A private hospital group has released figures which show that Devon has the highest rate of people living with cataracts in the country.
According to the research almost 10,000 people in the county have cataracts, which equates to almost 1.5 per cent of the total population – the highest rate of incidence in the UK.
The statistics are shocking, and ophthalmologists at one popular Devon hospital are keen to reassure patients and make them aware that free, NHS treatments are available – and that there is no need to pay to go privately.
Peninsula NHS Treatment Centre, dubbed ‘saved by the people’ after it avoided closure at the end of last year, carries out around 50 cataract operations a week for patients across Devon and Cornwall. As part of the NHS e-Referral Service, patients can receive cataract treatment for free at the hospital within the 18-week waiting period, via referral from their GP or optician. Treatments are carried out by local NHS consultant ophthalmologist from partner organisation Newmedica.

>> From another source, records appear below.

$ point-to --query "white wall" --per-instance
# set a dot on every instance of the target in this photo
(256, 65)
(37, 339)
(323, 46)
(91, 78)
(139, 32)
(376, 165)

“When we read the research which showed that so many people in Devon are living with cataracts, we wanted to let them know that free NHS treatment is available from us and that they do not have to pay for cataract surgery", said Patricia Warwick, Hospital Director at the Peninsula NHS Treatment Centre. “We want patients to know that, as long as they meet NHS criteria for surgery, they can receive free NHS treatment from us within 18 weeks, in a consultant-led service. Indeed, at the moment we are working to a 10 to 12 week period.”
Cataract treatments are carried out by local consultant ophthalmic surgeons Tomas Cudrnak and Vasant Rahman. They added: “It is unnecessary for any cataract patient in Devon and Cornwall to have to pay for treatment when it is available on the NHS at this hospital. Patients who come to Peninsula NHS Treatment Centre can be assured of the highest quality of care - our clinical outcomes are excellent and we are confident that we can help to reduce the number of people living with cataracts in the region.”
As well as running operating lists in the week, the team at Peninsula NHS Treatment Centre also run lists at weekends, an option which is especially popular for patients who are reliant on working members of the family or friends to take them to hospital.
It is estimated that around 2.5 million people aged 65 and over in England and Wales have some form of vision impairment caused by cataracts.
A cataract is a clouding of the lens of the eye that can become severe enough to impair vision.
The healthy lens helps to bend light rays entering the eye so that they may fall on the retina lining the back of the eye.
Once a cataract starts developing, the lens loses its transparency and also its ability to change shape. This causes the symptoms of gradual blurring of vision and a change in the effectiveness of a person’s glasses. Often a person with cataract will go to their optometrist believing their glasses are no longer strong enough and learn for the first time about their cataract.
Cataracts may develop with different shapes and growth patterns. The most common cataract affects the whole lens with symptoms of gradual loss of colour, vision and blurring. Some cataracts will affect the very central part of the lens, can come on over a few months causing real difficulty with night-time glare and can be especially noticeable while driving.
Cataract surgery is the removal of the cataract and insertion of an artificial lens into the eye. It is the most successful and most frequently performed operation in the UK with over 325,000 cases annually. Far more than 90 percent of patients operated on have a significant improvement in their vision.